Mathematics Learning Is Not Special

This excerpt, from A Critical Introduction to Testimony, unearths an important issue in my view: we may treat mathematics too specially, as being unnecessarily privileged compared to other academic disciplines or ways of knowing.

There are . . . types of knowledge where we really do have to know things off our own bat, or so many people have argued. Although it may be possible to testify to such knowledge in a purely generic way, a hearer could not properly be said to acquire knowledge on the basis of such testimony.

Williams argues that someone who believes a mathematical proposition, p, on the basis of someone else's authoritative testimony, but cannot mathematically demonstrate its truth, cannot be said to know it. On Williams's account, even a perfectly reliable informant could not succeed in communicating mathematical knowledge by mere say-so, since 'access to mathematical truth must necessarily lie through proof, and [. . .] therefore the notion of non-accidental true belief in mathematics essentially involves the notion of mathematical proof'. Williams is otherwise sympathetic towards testimony as a source of knowledge, and so it is plausible that his position is motivated by the assumption that mathematical knowledge has to meet higher standards than 'ordinary' knowledge, and in particular requires understanding of the proof rather than just of the content of the theorem.

But of course mathematics is not special in this way.
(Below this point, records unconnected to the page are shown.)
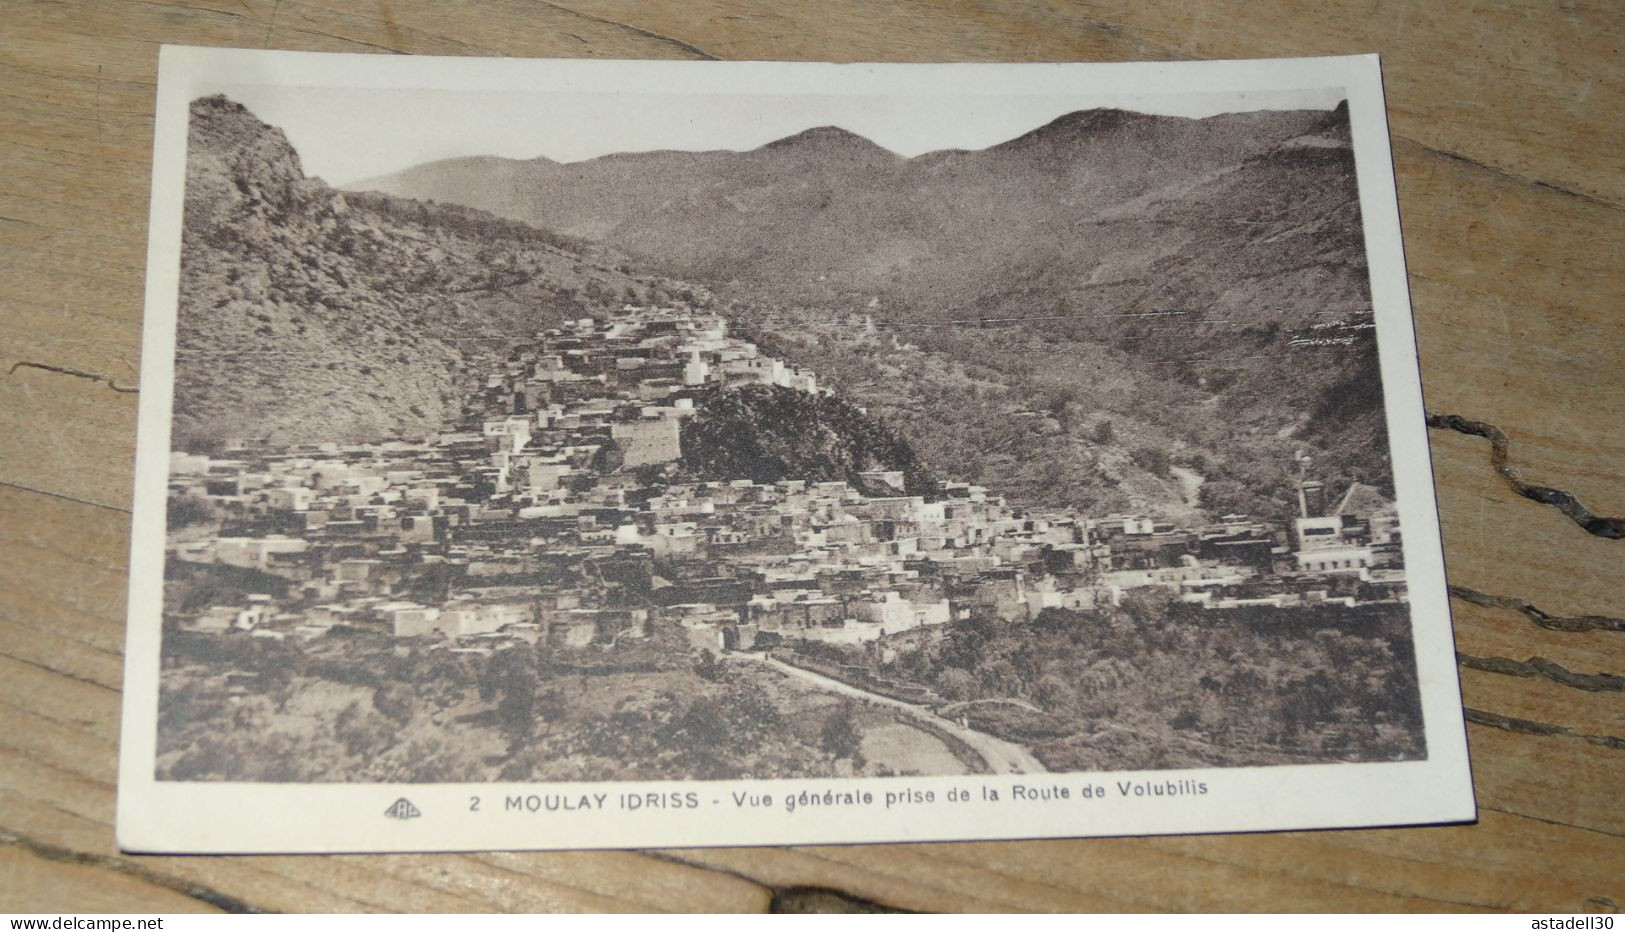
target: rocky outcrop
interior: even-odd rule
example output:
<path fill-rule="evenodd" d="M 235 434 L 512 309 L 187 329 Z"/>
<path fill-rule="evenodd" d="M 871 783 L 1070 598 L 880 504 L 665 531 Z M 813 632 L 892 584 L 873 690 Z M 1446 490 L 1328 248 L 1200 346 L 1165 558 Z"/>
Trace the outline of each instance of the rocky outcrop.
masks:
<path fill-rule="evenodd" d="M 942 484 L 913 447 L 885 424 L 839 398 L 776 385 L 712 389 L 683 425 L 682 466 L 707 480 L 844 481 L 898 470 L 911 495 L 934 498 Z"/>
<path fill-rule="evenodd" d="M 451 205 L 307 178 L 282 132 L 195 101 L 174 445 L 362 442 L 439 430 L 514 334 L 684 290 L 624 259 Z"/>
This is especially clear from the author's own example:

Imagine that you are a librarian cataloguing the collection of a renowned mathematician who died long ago and who made important contributions to a number of subfields in mathematics, often displaying considerable ingenuity in deriving complex mathematical theorems and rarely making a mistake. In a dusty tome on arithmetic you come across the following statement, neatly recorded in the great man's distinctive handwriting:

[MATHEMATICAL TESTIMONY.] It is impossible to separate a cube into two cubes, or a fourth power into two fourth powers, or in general, any power higher than the second, into two like powers. I have discovered a truly marvellous proof of this, which this margin is too narrow to contain.

One can come to know, via a teacher's "testimony," that, for n > 2, there are no natural numbers a, b, and c, such that aⁿ + bⁿ = cⁿ. This can be done without understanding the proof at all. In fact, almost everyone will know Fermat's Last Theorem in just this way and no other.